4. Detoxify bathtime by learning which ingredients to avoid
Cozy Friedman opened her first of three children's hair salons, Cozy's Cuts For Kids (cozyscuts.com), in 1994 with the idea of taking something potentially unfriendly or scary for children and making it fun. She provides colorful car-shaped styling chairs, entertaining videos, toys, balloons and bubbles. She also developed her So Cozy line of hair care products with kid-friendly fruity fragrances.
It wasn't until her two boys, Shane and Riley (now 9 and 7), were old enough to need regular haircuts that she began wondering about the environmental movement and the advantages of using greener products for her children and herself. First, she noticed a lack of FDA control over terms like "natural." Then she noticed a lot of what seemed to be deceptive advertising.
"Any product can say 'natural' on the label. But as a consumer and a mother, I see methyl paraben [a preservative and fungicide that is an endocrine disruptor] on the list of ingredients and I know that's not natural," Friedman says. Also, phthalates (chemicals made from petroleum and commonly used in plastics and cosmetics) are a concern in baby shampoo, and they're not required to be listed on labels.
Clean up with green goods
To ensure the safety of her own line of products, Friedman revised her formulas to make them not only friendly to kids, but friendly to the environment. She replaced the parabens with a naturally occurring amino acid that inhibits the growth of bacteria, yeast and mold.

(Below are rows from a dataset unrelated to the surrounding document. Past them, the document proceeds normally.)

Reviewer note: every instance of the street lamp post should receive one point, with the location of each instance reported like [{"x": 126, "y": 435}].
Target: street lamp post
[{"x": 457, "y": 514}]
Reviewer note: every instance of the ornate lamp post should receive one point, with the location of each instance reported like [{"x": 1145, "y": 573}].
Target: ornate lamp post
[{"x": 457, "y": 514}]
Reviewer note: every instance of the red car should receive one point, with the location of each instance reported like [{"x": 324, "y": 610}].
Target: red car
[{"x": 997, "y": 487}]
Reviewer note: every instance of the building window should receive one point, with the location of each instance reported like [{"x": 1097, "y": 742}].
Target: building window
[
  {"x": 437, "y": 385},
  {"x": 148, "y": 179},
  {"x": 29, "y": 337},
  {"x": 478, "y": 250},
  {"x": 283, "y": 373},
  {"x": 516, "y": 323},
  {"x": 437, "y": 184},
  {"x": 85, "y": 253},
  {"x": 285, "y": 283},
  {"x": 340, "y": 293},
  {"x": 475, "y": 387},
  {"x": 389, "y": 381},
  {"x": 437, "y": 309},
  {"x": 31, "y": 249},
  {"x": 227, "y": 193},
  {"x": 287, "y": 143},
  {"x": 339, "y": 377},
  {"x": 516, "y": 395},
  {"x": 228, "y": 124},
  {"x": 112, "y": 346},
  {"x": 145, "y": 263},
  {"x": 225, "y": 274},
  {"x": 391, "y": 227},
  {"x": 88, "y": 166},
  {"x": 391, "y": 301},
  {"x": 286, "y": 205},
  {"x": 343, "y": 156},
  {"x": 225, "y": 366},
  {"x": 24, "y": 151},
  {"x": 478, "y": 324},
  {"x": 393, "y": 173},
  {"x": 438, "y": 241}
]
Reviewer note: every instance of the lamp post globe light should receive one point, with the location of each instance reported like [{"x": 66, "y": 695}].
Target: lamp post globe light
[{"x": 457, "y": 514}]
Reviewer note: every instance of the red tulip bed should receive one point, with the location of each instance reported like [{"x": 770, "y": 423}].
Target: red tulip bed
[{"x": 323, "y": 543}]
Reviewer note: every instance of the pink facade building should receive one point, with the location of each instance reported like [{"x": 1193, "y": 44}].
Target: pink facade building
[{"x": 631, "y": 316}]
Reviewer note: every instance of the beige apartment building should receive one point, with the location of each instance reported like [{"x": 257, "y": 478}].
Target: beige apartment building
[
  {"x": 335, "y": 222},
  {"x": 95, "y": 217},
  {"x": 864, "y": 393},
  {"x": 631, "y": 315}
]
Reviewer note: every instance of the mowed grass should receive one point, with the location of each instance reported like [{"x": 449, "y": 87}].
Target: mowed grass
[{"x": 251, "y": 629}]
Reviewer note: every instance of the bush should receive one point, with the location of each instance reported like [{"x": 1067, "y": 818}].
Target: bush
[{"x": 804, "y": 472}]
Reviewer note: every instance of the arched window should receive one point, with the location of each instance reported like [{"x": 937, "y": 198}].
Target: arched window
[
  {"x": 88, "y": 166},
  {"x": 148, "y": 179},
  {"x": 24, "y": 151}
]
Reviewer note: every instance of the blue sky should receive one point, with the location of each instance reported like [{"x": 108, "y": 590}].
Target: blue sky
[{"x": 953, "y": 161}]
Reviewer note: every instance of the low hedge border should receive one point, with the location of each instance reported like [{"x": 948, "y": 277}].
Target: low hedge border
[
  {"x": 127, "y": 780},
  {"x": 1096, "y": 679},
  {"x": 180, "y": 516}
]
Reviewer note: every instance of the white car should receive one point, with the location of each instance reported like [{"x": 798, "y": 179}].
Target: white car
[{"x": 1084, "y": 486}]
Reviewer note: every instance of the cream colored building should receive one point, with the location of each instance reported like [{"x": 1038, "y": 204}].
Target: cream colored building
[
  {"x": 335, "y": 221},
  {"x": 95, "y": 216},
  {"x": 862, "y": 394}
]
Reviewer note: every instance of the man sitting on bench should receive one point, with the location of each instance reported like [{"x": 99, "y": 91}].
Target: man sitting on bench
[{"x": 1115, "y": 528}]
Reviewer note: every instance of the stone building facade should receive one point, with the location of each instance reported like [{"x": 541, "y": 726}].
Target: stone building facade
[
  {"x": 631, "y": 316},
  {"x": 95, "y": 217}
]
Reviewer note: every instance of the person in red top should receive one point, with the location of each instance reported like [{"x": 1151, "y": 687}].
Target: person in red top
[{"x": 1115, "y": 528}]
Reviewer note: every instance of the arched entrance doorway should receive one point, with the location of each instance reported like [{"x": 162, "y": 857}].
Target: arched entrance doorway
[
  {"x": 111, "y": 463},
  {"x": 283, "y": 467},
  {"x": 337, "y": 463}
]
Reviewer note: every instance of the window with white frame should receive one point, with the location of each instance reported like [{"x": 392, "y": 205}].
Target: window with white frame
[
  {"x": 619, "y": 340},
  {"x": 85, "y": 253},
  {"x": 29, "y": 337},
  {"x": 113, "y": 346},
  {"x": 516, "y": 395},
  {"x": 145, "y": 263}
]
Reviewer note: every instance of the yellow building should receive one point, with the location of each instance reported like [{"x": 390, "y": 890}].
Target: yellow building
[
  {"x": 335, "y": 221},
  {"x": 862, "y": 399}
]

Friedman also added 11 herbal extracts (including comfrey, horsetail, aloe vera and tea tree oil), wrapped the products in 100 percent recyclable packaging and began using environmentally responsible manufacturing practices. They still have fruity fragrances, but the scents come from a gentler combination of ingredients that are less toxic than many chemicals that can be listed under the generic term "fragrance."
What you can do
Lean toward natural Go to cosmetics database.com for a searchable database of 25,000 products cross-referenced against 50 toxicity databases.
Read the ingredients list Before buying personal care products for you and your baby, read labels carefully. Avoid methyl paraben and phthalates. They may not be listed, so check on the Internet.